I'm making an audio visualizer. It uses shape keys to move individual bars and I'm using bake sound to fcurves function to animate each bar. This is how a channel of a shape key looks like after I bake the sound into it:
Now the thing is, shape keys accept only values in (0,1) interval. Baking can produce values anywhere above 0. So if the baked sound exceeds value of 1 on the Y axis, I need to multiply the entire channels Y axis by a value like 0.8 or 0.5 so it fits the shape key. Similarly, if the baked sound is too low, like the provided screenshot, I might want to multiply the channels Y axis by 2 to increase it's strength.
I could eyeball those values and do it myself ... or maybe you guys could help me write a script that normalizes each channel so it fits an interval (0,1) perfectly.
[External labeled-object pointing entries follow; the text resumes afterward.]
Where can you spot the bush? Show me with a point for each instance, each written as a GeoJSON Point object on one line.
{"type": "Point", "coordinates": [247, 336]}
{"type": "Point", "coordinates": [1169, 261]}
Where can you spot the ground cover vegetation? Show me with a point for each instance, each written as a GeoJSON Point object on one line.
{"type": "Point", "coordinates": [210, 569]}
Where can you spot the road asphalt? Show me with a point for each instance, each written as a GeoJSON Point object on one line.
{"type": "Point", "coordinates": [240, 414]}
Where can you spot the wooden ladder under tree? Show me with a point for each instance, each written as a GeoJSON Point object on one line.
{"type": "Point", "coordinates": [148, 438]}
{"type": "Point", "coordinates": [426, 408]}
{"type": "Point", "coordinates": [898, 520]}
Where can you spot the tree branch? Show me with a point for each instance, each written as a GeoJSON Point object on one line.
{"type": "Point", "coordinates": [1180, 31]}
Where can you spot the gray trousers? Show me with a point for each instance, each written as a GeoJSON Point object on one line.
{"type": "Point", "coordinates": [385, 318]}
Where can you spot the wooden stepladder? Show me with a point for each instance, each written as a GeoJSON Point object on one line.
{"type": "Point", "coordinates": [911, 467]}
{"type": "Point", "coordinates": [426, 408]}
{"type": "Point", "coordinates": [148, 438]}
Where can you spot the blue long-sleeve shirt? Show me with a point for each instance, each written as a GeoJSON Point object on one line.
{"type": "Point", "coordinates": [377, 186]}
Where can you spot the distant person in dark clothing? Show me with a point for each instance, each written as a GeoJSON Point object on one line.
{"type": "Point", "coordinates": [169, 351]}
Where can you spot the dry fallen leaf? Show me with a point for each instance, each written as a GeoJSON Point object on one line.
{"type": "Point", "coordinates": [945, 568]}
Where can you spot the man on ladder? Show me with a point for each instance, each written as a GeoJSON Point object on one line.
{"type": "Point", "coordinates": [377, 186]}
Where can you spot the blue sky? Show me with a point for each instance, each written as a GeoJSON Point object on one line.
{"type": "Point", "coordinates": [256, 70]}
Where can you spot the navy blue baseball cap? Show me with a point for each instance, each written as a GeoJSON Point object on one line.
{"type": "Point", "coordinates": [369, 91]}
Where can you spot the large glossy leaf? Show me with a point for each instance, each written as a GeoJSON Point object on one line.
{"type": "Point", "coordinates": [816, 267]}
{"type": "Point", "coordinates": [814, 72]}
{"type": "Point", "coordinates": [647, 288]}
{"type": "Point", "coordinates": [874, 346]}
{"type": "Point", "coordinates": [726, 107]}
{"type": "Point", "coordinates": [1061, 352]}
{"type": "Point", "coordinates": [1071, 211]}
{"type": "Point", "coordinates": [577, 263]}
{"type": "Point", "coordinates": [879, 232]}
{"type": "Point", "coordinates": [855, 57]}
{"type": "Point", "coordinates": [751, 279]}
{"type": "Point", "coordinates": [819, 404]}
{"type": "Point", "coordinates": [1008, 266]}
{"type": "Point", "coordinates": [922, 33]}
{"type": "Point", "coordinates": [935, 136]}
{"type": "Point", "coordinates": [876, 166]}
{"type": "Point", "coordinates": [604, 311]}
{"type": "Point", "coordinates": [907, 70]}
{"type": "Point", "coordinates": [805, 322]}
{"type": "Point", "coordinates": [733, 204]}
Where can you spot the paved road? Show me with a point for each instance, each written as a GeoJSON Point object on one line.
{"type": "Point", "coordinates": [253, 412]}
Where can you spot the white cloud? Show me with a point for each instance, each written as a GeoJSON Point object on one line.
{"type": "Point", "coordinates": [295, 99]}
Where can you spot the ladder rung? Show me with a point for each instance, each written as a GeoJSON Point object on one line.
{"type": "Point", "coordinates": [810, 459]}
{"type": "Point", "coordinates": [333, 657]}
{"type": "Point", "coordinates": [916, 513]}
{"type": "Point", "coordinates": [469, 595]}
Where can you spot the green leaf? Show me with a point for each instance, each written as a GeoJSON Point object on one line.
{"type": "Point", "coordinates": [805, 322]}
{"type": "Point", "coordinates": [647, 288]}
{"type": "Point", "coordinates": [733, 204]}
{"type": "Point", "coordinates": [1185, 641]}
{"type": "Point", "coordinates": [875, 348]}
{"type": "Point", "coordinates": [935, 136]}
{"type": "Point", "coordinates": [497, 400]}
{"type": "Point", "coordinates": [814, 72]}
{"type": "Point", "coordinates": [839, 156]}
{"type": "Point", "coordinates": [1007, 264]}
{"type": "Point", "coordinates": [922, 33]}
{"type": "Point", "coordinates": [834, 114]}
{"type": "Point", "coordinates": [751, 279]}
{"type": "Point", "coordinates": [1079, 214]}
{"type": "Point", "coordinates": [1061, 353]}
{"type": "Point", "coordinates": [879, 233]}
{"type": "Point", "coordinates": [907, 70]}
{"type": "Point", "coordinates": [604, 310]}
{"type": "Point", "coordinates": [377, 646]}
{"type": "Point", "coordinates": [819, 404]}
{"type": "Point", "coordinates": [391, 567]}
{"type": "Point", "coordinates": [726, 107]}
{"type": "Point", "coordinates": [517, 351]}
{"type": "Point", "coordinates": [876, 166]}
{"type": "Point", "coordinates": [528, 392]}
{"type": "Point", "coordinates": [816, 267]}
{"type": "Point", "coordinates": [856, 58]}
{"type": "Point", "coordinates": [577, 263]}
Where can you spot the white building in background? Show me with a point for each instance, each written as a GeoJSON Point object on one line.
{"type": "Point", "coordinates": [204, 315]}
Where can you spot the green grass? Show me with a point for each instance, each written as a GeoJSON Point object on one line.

for j in range(0,len(ranges)-1): #goes through each shape key (channel) 1 by 1
bpy.ops.anim.channels_select_all(action='DESELECT') #deselects channels
bpy.ops.anim.channels_find(query='(Key '+str(j+1)+')') #queries for a single channel
bpy.ops.anim.channels_select_all(action='SELECT') #selects the channel
bpy.ops.graph.sound_bake(filepath=file,low = ranges[j], high = ranges[j+1]) #bakes sound into the channel
bpy.ops.graph.unbake() #unbakes the channel so its editable
bpy.ops.graph.select_all(action='SELECT') #selects unbaked values
bpy.context.space_data.pivot_point = 'CURSOR' #sets transform pivot to 0,0
bpy.ops.transform.resize(value=(1, 2, 1)) #multiplies given channel on the Y axis by a value of 2
So the last line of code is the issue. I need my script to determine the Y axis multiplier on it's own. I'm thinking if I can access an array that holds all values of a channel, I could find the highest value and do some math to figure out how to multiply it.